On Thu, Apr 26, 2012 at 2:40 PM, Wookey <woo...@wookware.org> wrote:

> The right way to do this is with HWCAPS bits to identify whether the
> hardware can run v7 binaries and for dpkg to refuse to install stuff
> that won't run.
>
> This is how it works on x86:
> http://developers.sun.com/solaris/articles/hwcap_modification.html
> with HWCAPS for cmov and cmpxchg16b
>
> However I'm not sure the arm HWcaps list:
> http://lxr.free-electrons.com/source/arch/arm/include/asm/hwcap.h?v=2.6.30
> actually covers the extra v7 instructions.
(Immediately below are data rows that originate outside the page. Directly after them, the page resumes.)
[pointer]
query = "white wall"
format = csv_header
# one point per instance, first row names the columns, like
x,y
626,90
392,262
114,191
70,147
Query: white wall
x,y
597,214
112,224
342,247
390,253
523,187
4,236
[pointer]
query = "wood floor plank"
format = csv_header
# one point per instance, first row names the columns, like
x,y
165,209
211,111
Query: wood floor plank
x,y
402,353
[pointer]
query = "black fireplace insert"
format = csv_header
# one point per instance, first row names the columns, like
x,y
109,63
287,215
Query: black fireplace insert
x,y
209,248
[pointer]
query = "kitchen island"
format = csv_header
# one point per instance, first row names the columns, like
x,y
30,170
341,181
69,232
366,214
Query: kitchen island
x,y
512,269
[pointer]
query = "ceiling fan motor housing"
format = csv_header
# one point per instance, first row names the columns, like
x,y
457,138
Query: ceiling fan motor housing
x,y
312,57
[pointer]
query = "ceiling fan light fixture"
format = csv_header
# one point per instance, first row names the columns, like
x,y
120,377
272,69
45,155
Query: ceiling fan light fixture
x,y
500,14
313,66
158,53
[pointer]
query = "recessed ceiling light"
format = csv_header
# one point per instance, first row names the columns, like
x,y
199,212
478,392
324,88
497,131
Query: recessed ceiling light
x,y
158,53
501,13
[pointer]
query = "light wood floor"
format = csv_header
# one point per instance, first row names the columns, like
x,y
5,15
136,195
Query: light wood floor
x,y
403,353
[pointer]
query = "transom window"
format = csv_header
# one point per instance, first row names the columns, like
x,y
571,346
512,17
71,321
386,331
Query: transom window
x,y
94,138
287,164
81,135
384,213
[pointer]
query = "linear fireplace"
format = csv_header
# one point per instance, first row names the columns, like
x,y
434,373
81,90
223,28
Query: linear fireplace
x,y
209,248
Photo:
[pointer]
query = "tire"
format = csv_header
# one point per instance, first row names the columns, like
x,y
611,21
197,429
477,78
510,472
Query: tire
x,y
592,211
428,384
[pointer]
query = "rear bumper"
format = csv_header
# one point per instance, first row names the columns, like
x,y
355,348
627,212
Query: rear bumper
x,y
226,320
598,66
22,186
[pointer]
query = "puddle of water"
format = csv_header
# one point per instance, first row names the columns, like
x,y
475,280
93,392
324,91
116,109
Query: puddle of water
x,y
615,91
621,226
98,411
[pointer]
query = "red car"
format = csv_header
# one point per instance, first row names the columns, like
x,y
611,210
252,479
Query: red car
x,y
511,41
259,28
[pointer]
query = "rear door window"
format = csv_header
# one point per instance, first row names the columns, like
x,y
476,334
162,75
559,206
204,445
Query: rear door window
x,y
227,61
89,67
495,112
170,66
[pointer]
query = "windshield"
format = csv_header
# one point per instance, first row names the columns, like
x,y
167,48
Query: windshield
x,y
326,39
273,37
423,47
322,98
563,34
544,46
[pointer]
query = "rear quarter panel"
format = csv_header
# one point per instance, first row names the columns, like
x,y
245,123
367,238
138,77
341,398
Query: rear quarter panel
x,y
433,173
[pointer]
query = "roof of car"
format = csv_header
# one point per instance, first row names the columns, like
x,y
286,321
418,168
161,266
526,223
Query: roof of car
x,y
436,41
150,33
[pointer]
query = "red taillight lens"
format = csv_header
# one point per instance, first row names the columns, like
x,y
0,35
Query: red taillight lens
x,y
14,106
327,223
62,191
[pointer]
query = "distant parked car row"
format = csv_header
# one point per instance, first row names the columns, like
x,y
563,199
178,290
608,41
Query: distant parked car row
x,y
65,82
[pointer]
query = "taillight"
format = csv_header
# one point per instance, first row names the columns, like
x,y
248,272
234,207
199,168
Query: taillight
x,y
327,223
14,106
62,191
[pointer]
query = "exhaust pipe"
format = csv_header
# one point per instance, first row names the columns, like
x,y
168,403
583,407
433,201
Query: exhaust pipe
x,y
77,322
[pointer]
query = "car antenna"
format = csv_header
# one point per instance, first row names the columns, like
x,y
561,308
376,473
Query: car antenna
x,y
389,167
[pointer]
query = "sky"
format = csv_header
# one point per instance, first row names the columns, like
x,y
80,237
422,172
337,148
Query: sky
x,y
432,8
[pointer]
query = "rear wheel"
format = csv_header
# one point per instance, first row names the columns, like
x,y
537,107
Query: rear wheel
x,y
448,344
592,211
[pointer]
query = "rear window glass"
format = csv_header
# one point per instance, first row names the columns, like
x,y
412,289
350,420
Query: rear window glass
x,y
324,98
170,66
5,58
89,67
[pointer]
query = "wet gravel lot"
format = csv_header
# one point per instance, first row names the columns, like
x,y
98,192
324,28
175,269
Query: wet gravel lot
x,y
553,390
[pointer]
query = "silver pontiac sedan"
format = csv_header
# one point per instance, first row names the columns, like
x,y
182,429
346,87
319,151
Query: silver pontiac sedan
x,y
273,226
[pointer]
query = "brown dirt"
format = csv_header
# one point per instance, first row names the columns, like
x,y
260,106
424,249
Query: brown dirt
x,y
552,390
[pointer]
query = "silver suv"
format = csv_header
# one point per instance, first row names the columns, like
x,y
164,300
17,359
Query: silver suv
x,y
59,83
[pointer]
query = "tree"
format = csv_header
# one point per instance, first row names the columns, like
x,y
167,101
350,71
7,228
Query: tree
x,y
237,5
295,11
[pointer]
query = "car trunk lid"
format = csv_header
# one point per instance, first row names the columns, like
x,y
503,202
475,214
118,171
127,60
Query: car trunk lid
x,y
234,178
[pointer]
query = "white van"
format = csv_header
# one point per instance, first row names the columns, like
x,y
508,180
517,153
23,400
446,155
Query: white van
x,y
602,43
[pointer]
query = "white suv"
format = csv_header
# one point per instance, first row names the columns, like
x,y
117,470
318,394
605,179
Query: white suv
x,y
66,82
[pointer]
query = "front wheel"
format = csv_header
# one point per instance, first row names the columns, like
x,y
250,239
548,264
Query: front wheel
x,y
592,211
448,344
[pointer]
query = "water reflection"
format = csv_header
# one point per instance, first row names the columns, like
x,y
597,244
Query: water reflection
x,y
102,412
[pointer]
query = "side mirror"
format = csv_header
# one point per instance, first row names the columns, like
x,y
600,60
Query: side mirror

You could probably use the
> VFP3 CAP as a proxy on PI, but it may be better to define an actual
> 'has v7 ISA' bit)
>

Somehow I don't think the armhf people would be too happy about rebuilding
all their packages to accommodate the Raspberry Pi as it would be those
packages that would have to include 'has v7 ISA' bit.


> So to use this mechanism would need the kernel to check for only-on-v7
> instructions and set/not-set the bit. Then arrange for packages to
> have needed HWCAPS set in metadata for dpkg to check.
>

This would prevent the kernel from executing the binary, but this would
still leave us in the boat that if the binaries get on the system they
could leave the system in an un-runnable state.  It's just the kernel
refuses to load the binary rather than the binary generating an illegal
instruction.  Still, it's useful the kernel can prevent execution of the
binaries as its definitely more graceful way to catch code that can't
execute.


> As this data is not already present in everyone else's packages
> you'd be best just adding it for the PI packages you've built.
>
> Which of course means you could actually use any old item of metadata
> 'X-package-ISA:v6' and check that, refusing to install anything else,
> rather than a properly general HWCAPS method. But doing it right would
> be generalisable to many problems of this class (multimedia-optimised
> libraries, with without/NEON etc).
>

Right now, as I'm building armv6 packages I use a perl script and 'readelf'
to scan each elf/library file in the package for v7 file attributes
signature.  Readelf will tell me the following for armv7 elf files:

Attribute Section: aeabi
File Attributes
  Tag_CPU_name: "7-A"
  Tag_CPU_arch: v7
  Tag_CPU_arch_profile: Application
  Tag_ARM_ISA_use: Yes
  Tag_THUMB_ISA_use: Thumb-2
  Tag_FP_arch: VFPv3-D16
  Tag_ABI_PCS_wchar_t: 4
  Tag_ABI_FP_denormal: Needed
  Tag_ABI_FP_exceptions: Needed
  Tag_ABI_FP_number_model: IEEE 754
  Tag_ABI_align_needed: 8-byte
  Tag_ABI_align_preserved: 8-byte, except leaf SP
  Tag_ABI_enum_size: int
  Tag_ABI_HardFP_use: SP and DP
  Tag_ABI_VFP_args: VFP registers
  Tag_DIV_use: Not allowed

For armv6 elf files, it reports the following:

Attribute Section: aeabi
File Attributes
  Tag_CPU_name: "6"
  Tag_CPU_arch: v6
  Tag_ARM_ISA_use: Yes
  Tag_THUMB_ISA_use: Thumb-1
  Tag_FP_arch: VFPv2
  Tag_ABI_PCS_wchar_t: 4
  Tag_ABI_FP_denormal: Needed
  Tag_ABI_FP_exceptions: Needed
  Tag_ABI_FP_number_model: IEEE 754
  Tag_ABI_align_needed: 8-byte
  Tag_ABI_align_preserved: 8-byte, except leaf SP
  Tag_ABI_enum_size: int
  Tag_ABI_HardFP_use: SP and DP
  Tag_ABI_VFP_args: VFP registers
  Tag_DIV_use: Not allowed

I'm assuming I could create a special Raspberry Pi version of dpkg which
would perform this test at download time and abort the installation if
binaries with 'Tag_CPU_arch: v7' were found.

I realize it's short circuiting the more formal HWCAPS method, but it seems
to me it would yield similar capability.  Also, I wonder if the kernel is
exposed to the 'Tag_CPU_arch:' setting in the elf as it is loaded. If so,
the kernel on the Raspberry Pi could prevent loading v7 binaries without
necessarily going the full HWCAPS route.